Die Lachtaube

Streptopelia roseogrisea

 

Diese Ziertaube, ist keine Wildtaube. Sie ist gehört zu der Rasse der Turteltaube und ist mit der Türkentaube verwandt. Ursprünglich stammt sie aus Afrika. Seit Jahrhunderten ist sie in Westeuropa domestiziert und ist sehr leicht zu zähmen. In Gefangenschaft wurden sie recht alt, bis zu 40 Jahre.

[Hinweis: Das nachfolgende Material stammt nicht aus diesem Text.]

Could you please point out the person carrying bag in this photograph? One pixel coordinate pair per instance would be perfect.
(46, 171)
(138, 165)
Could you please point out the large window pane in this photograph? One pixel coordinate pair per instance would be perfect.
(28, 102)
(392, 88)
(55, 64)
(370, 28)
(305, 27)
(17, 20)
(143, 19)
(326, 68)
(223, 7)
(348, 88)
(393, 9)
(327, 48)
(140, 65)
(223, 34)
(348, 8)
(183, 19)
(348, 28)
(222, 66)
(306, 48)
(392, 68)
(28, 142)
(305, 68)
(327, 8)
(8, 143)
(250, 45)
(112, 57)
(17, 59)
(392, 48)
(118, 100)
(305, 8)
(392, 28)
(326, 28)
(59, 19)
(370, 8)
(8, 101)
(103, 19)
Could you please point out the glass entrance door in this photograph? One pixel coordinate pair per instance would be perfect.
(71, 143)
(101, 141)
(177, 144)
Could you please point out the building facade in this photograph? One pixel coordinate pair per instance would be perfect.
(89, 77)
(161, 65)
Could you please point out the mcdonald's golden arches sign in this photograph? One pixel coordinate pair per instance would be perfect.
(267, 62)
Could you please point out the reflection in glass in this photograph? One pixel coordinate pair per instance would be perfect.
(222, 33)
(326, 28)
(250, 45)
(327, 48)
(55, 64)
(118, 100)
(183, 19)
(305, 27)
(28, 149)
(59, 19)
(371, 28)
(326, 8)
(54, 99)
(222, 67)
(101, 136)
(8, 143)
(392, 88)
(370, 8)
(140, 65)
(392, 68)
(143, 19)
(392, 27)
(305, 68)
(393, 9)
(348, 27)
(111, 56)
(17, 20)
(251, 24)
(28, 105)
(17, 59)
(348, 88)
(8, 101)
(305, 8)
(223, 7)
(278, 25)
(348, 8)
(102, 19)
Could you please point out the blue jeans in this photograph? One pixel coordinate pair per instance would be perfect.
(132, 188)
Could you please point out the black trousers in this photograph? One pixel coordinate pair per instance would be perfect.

Lachtauben waren besonders in Ostfriesland sehr beliebt. Dort wurden sie oft, einzeln, in Häusern nachempfundenen Käfigen gehalten.  Da sie als Wetterpropheten galten. Diese Tauben, wurden in das Häusliche Leben mit einbezogen, Sie kannte jeden und war jedem, aus dem Haus Gutfreund. So kannte sie auch alle Geräusche, die im Haus waren. Sollten aber ungewöhnliche Geräusche zu ihr dringen, schlug sie an und warnte so, „ihre“ Menschen. Sie übernahm also,  eine Art Wachhund Funktion. Auch wurden ihr im Volksaberglauben Heilkraft  zugesprochen, besonders bei Hautkrankheiten.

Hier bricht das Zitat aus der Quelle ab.